Life is more than staring for long hours at a computer screen doing the job, then going home and sitting on a couch before another screen until bedtime. Anyone who gets caught up in the mission to stop the judicial killing of persons we work with and care about cannot help but discover a more zestful existence.
Opportunities will spring up in every state to value, support, and do whatever it takes to supply the cool water that can keep everyone moving forward—and quickly. That cool water may even need to be transubstantiated into a kick in the pants of those who remain unfeeling, inept, and lackadaisical about those we know who are dying so unfairly.
In this forthcoming battle, one never needs to be told what specifically to do. One only needs to become aware of these awful executions, watch the forward movements others are taking—and listen to his or her own heart. Anyone doing these things will see hundreds of good opportunities for them to take or reject.
Please see that what is being attempted here amounts to only a foot in the door of a humongous problem. We must keep expanding our expertise until it embraces all persons with disabilities who encounter the criminal justice system. When that happens, our courts will be exceedingly more than they are now.
I end this paper with some quick recollections of a few of many persons who would still be alive if Atkins had come earlier.
Robert Wayne Sawyer. Evaluator Luckasson asked him what was meant by “reasonable doubt.” He crushed his cigarette in an ashtray, pointed to the residual smoke, and said, “It ain't reasonable out.”
Jerome Bowden. His sister testified how he had been cutting her lawn. When the mower ran out of gas, he took the garden hose and filled the tank with water.
Barry Fairchild. He believed that the reading of his Miranda warning was an opening devotion the interrogators used before getting down to work.
Walter Correll. Although he had a strong alibi, two admittedly inept lawyers became frustrated and gave up developing a vigorous defense. They did it because when they came to talk about the case, he curled up in a corner and cried.

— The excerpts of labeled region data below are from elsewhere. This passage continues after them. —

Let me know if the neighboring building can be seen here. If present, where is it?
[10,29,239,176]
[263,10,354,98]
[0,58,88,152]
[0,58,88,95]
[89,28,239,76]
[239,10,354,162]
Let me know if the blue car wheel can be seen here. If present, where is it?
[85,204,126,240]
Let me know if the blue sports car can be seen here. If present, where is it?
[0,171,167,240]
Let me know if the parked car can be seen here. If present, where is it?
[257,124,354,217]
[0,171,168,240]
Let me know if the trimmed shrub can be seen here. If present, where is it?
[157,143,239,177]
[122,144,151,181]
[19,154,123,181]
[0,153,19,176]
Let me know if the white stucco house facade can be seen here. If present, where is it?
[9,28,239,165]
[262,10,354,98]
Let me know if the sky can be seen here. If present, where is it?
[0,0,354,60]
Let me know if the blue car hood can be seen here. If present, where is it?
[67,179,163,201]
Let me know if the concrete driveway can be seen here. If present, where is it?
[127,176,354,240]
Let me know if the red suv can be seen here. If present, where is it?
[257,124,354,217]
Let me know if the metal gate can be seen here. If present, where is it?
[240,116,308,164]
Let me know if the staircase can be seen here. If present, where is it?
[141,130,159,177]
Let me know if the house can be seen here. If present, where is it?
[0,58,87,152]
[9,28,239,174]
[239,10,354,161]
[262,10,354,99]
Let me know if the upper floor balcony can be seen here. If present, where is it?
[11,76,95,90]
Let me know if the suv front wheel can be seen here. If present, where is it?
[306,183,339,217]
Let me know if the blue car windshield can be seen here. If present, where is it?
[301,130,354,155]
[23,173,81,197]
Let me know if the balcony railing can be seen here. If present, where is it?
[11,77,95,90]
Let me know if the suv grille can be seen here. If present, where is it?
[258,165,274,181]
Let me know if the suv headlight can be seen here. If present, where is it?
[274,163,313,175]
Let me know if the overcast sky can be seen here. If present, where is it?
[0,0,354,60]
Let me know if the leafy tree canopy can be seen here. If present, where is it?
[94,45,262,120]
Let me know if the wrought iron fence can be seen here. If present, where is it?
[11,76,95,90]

Morris Mason. As he was being taken away and prepared for execution, he talked about being back for the basketball game later in the yard.
Ricky Rector. He left his pecan pie on the windowsill of his cell. He planned to eat it after the execution.
Cornelius Singleton. He believed he was being executed because much earlier he had stolen some bed sheets off of a clothesline.
Joe Arridy. He was discovered among the nameless hundreds who were executed before the Supreme Court's suspension of executions from 1972 to 1976. In 1937 to 1939, Warden Roy Best broke the rules and fought to save Joe's life. He filled Joe's cell with magazines and coloring books. He gave Joe a toy train on the last Christmas of his life. When the governor called and ordered the warden to kill Arridy, it was said that he broke down and cried (Perske, 1995).
NOTE:This paper is part of a presentation by the recipient of the America Bar Association's Paul Hearne Award, Washington, DC, August 12, 2002.